As temperatures dropped, the demand for energy outstripped the supply.
- “Many faulted the government for not warning them power could be out for days while the state was swept by freezing temperatures,” the Tribune’s Shannon Najmabadi and Marissa Martinez report.
- Gov. Greg Abbott (R) slammed the state’s electric grid operator, the Electric Reliability Council of Texas (ERCOT), for the prolonged power outages, calling for resignations and an investigation.
- The Federal Energy Regulatory Commission (FERC) and the North American Electric Reliability Corporation (NERC) have agreed to open a joint investigation into the power failures that have plagued parts of the country.
- The problem? “Frozen instruments at natural gas, coal and even nuclear facilities, as well as limited supplies of natural gas,” Bloomberg reports.
From a Bloomberg editor:
From the courts
HOMELAND SECURITY CHAIRMAN AND NAACP SUE TRUMP: “The chairman of the House Homeland Security Committee on Tuesday filed a federal lawsuit accusing Trump, lawyer Rudolph W. Giuliani and two extremist groups of illegally conspiring to intimidate and block Congress’s certification of the 2020 election,” our colleague Spencer S. Hsu reports.
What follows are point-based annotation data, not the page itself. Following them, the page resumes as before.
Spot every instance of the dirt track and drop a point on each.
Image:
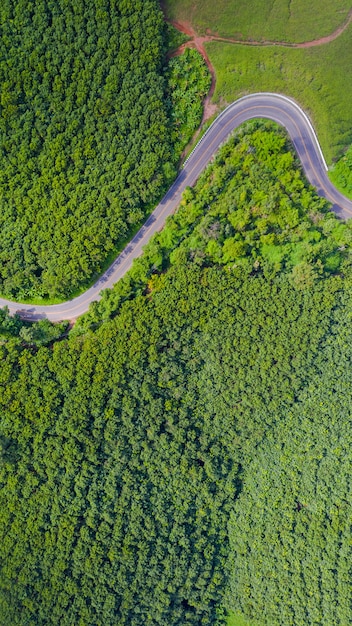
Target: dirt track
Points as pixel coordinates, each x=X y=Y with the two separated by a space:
x=198 y=41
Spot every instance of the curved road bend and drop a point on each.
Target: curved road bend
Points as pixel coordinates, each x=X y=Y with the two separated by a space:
x=273 y=106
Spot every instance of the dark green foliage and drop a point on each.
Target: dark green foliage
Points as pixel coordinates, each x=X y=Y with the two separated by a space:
x=131 y=442
x=188 y=81
x=290 y=530
x=199 y=437
x=251 y=208
x=84 y=136
x=341 y=174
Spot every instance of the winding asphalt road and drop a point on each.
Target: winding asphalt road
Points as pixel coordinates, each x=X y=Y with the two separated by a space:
x=263 y=105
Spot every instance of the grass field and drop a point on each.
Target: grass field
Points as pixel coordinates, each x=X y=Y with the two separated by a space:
x=280 y=20
x=318 y=78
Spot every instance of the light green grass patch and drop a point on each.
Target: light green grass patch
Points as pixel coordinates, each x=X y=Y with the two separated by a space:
x=293 y=21
x=318 y=78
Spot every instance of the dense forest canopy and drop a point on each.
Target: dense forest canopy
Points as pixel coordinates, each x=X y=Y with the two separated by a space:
x=84 y=142
x=150 y=461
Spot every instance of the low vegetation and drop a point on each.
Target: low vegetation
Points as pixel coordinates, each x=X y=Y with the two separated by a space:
x=279 y=21
x=188 y=82
x=315 y=77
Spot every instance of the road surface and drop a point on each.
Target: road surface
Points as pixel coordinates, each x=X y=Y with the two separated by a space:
x=262 y=105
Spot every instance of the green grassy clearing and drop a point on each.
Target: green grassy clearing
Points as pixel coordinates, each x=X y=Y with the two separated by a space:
x=294 y=21
x=318 y=78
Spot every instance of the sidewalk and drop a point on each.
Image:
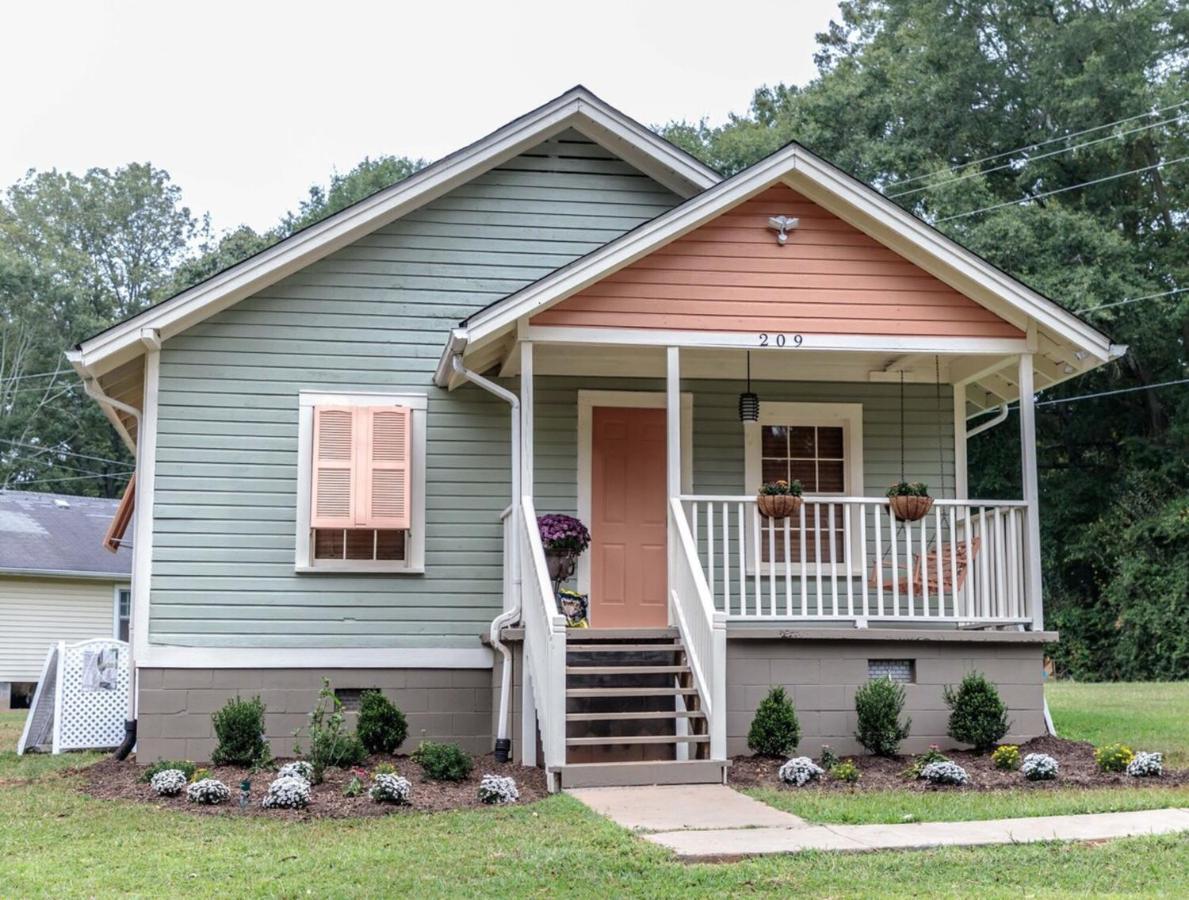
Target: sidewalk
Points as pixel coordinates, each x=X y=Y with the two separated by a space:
x=712 y=822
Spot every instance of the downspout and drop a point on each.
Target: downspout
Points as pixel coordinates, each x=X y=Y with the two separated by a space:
x=503 y=742
x=95 y=392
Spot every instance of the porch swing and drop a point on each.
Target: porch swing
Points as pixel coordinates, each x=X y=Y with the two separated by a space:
x=954 y=562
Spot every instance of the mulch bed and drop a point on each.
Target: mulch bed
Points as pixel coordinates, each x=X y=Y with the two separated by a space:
x=1075 y=757
x=113 y=780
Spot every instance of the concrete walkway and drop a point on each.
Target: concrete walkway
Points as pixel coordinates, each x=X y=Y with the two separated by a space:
x=712 y=822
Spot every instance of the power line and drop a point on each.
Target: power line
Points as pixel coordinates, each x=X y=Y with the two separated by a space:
x=1133 y=300
x=1062 y=190
x=1035 y=158
x=1042 y=143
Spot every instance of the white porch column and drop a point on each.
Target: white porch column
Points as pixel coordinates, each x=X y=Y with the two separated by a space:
x=528 y=704
x=1031 y=491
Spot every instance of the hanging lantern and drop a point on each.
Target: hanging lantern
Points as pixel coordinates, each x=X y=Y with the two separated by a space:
x=749 y=403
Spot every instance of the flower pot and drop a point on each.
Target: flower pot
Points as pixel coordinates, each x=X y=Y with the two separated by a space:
x=560 y=564
x=910 y=508
x=778 y=505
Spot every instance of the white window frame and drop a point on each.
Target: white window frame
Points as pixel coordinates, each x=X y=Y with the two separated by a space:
x=849 y=416
x=414 y=561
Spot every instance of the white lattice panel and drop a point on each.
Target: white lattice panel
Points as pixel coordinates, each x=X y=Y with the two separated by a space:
x=90 y=718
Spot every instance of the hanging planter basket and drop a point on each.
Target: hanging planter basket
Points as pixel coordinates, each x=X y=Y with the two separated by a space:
x=910 y=508
x=778 y=505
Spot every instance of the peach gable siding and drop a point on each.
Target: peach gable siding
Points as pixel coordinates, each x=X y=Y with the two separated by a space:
x=731 y=276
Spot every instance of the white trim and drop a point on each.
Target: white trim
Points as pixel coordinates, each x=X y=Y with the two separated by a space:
x=629 y=400
x=576 y=108
x=847 y=415
x=143 y=514
x=414 y=562
x=821 y=181
x=170 y=656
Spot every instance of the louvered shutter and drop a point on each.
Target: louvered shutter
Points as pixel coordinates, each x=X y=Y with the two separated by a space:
x=382 y=497
x=335 y=451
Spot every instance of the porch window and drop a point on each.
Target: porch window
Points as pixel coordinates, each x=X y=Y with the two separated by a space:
x=821 y=446
x=360 y=504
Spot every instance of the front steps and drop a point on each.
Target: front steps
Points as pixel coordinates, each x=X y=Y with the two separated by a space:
x=633 y=713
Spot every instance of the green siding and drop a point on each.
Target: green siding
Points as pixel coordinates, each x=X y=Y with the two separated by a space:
x=373 y=315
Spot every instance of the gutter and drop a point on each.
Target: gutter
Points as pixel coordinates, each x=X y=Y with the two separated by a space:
x=503 y=742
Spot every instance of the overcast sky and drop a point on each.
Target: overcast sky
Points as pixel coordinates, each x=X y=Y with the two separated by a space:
x=247 y=104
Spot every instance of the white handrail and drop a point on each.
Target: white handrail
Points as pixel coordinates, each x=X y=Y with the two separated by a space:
x=848 y=559
x=702 y=627
x=545 y=640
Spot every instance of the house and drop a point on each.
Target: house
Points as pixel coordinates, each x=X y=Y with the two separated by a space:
x=345 y=440
x=56 y=583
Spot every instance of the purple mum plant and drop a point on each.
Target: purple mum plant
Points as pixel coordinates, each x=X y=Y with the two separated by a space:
x=562 y=534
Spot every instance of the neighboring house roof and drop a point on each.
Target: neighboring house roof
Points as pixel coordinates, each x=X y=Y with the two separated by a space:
x=577 y=108
x=58 y=534
x=834 y=189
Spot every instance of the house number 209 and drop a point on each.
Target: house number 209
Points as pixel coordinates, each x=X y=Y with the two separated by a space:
x=779 y=340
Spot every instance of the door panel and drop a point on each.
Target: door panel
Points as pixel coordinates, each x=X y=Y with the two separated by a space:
x=628 y=518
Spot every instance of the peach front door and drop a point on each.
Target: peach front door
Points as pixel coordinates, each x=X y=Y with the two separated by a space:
x=628 y=521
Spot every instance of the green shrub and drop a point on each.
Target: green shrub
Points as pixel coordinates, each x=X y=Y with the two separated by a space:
x=922 y=760
x=382 y=727
x=184 y=766
x=442 y=762
x=977 y=715
x=845 y=771
x=879 y=704
x=331 y=746
x=239 y=728
x=1006 y=757
x=1113 y=757
x=774 y=729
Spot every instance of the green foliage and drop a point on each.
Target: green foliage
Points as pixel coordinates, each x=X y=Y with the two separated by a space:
x=879 y=704
x=382 y=727
x=1006 y=757
x=922 y=760
x=774 y=730
x=977 y=715
x=442 y=762
x=184 y=766
x=331 y=746
x=1113 y=757
x=845 y=771
x=239 y=731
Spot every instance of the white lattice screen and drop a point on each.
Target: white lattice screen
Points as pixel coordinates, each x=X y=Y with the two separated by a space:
x=69 y=713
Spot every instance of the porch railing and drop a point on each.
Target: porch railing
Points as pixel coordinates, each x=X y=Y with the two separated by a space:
x=545 y=640
x=703 y=629
x=850 y=559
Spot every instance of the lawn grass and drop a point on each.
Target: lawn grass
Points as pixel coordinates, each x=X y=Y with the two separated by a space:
x=884 y=807
x=1145 y=716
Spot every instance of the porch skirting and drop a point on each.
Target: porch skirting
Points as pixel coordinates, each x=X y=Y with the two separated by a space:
x=822 y=677
x=175 y=705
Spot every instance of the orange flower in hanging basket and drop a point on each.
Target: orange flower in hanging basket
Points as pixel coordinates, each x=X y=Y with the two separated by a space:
x=910 y=509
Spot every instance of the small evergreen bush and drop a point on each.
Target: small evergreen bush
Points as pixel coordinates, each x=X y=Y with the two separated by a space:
x=331 y=746
x=879 y=704
x=184 y=766
x=1006 y=757
x=775 y=730
x=977 y=715
x=442 y=762
x=382 y=727
x=239 y=727
x=1113 y=757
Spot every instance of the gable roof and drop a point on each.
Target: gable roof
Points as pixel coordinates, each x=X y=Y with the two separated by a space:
x=577 y=108
x=837 y=192
x=58 y=534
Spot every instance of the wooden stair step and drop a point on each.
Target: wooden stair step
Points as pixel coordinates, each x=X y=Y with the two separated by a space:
x=635 y=715
x=626 y=669
x=637 y=740
x=630 y=691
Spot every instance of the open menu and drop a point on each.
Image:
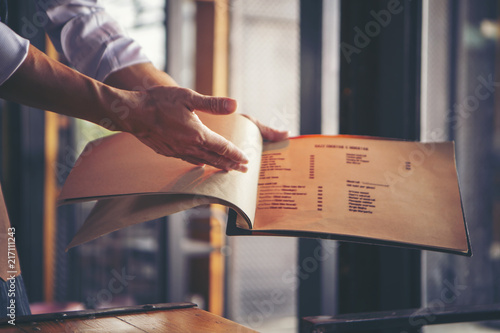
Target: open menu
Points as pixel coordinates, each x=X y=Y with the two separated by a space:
x=351 y=188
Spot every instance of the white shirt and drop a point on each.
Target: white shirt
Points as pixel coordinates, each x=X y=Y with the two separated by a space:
x=80 y=29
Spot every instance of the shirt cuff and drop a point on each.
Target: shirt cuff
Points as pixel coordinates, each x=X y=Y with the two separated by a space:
x=13 y=51
x=97 y=46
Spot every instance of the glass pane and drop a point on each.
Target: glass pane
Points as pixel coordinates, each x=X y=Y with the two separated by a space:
x=264 y=78
x=459 y=102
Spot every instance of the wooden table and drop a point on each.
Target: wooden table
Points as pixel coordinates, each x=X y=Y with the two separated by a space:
x=168 y=317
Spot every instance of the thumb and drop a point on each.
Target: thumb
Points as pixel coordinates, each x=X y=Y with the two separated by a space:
x=213 y=105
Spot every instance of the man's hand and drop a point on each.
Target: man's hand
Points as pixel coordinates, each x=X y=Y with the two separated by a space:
x=167 y=122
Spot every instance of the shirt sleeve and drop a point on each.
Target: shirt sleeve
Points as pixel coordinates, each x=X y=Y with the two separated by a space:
x=90 y=38
x=13 y=51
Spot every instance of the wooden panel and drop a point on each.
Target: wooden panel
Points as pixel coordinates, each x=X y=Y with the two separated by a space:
x=122 y=320
x=183 y=320
x=50 y=192
x=107 y=324
x=212 y=34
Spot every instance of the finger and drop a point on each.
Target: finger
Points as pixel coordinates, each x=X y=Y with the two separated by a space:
x=214 y=105
x=194 y=161
x=269 y=133
x=215 y=160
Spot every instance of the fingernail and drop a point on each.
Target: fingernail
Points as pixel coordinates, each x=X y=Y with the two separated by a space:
x=245 y=157
x=241 y=168
x=230 y=105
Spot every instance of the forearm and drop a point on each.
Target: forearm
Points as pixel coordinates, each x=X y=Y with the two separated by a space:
x=139 y=77
x=46 y=84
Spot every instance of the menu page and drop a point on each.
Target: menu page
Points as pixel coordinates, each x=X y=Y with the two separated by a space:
x=134 y=184
x=382 y=189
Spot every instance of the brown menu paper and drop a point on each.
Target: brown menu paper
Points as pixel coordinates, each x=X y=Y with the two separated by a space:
x=352 y=188
x=9 y=260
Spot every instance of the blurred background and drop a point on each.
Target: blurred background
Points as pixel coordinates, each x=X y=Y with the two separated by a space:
x=416 y=70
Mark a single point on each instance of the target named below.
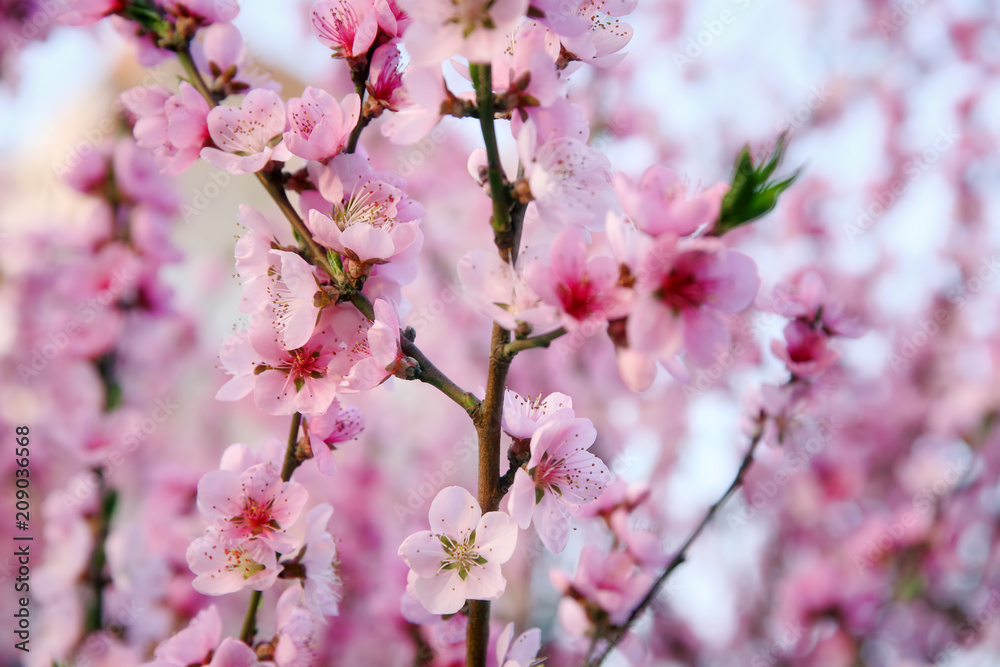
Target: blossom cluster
(636, 279)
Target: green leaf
(751, 194)
(148, 18)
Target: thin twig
(521, 344)
(619, 631)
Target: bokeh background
(893, 113)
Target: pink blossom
(523, 416)
(221, 56)
(338, 424)
(299, 633)
(320, 582)
(419, 104)
(560, 473)
(682, 292)
(460, 557)
(475, 29)
(610, 581)
(385, 77)
(569, 180)
(249, 136)
(87, 12)
(187, 127)
(583, 290)
(350, 27)
(254, 505)
(555, 16)
(502, 292)
(291, 296)
(374, 352)
(320, 126)
(283, 381)
(601, 45)
(195, 643)
(373, 223)
(529, 65)
(807, 298)
(659, 203)
(222, 567)
(138, 177)
(520, 652)
(806, 351)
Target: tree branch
(521, 344)
(681, 555)
(503, 231)
(489, 413)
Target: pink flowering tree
(486, 314)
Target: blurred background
(893, 112)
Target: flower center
(255, 517)
(461, 556)
(240, 562)
(370, 207)
(578, 298)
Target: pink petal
(454, 512)
(637, 370)
(521, 503)
(653, 328)
(496, 537)
(367, 242)
(423, 553)
(444, 593)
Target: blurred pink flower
(320, 125)
(560, 473)
(682, 290)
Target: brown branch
(619, 631)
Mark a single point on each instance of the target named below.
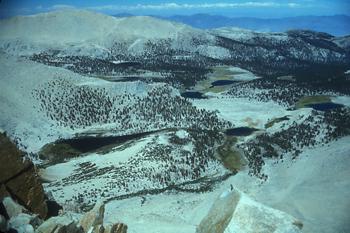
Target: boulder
(235, 212)
(12, 208)
(94, 217)
(18, 178)
(59, 224)
(3, 224)
(119, 228)
(21, 223)
(98, 229)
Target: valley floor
(314, 188)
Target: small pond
(193, 95)
(88, 144)
(325, 106)
(222, 82)
(240, 131)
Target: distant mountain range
(337, 25)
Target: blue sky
(237, 8)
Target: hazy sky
(250, 8)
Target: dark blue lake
(193, 95)
(240, 131)
(325, 106)
(222, 82)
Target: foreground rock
(18, 179)
(15, 218)
(236, 212)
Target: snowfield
(314, 189)
(168, 167)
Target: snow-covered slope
(84, 30)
- “Rep. Bennie Thompson (D-Miss.) alleged that Trump’s and Giuliani’s false claims that the election was stolen fomented a raid that violated the Ku Klux Klan Act, an 1871 law enacted after the Civil War to bar violent interference in Congress’s constitutional duties.”
- “The lawsuit alleges that Trump, Giuliani, and members of the Oath Keepers and Proud Boys far-right groups sought to harass and impede lawmakers, and temporarily succeeded, forcing Thompson and others to don gas masks and take cover on the House gallery floor before being evacuated.”
- Thompson told the New York Times “he would not have brought the suit against Trump if the Senate had voted to convict him in last week’s impeachment trial.”
On the heels of his second acquittal, Trump faces mounting legal trouble across the country.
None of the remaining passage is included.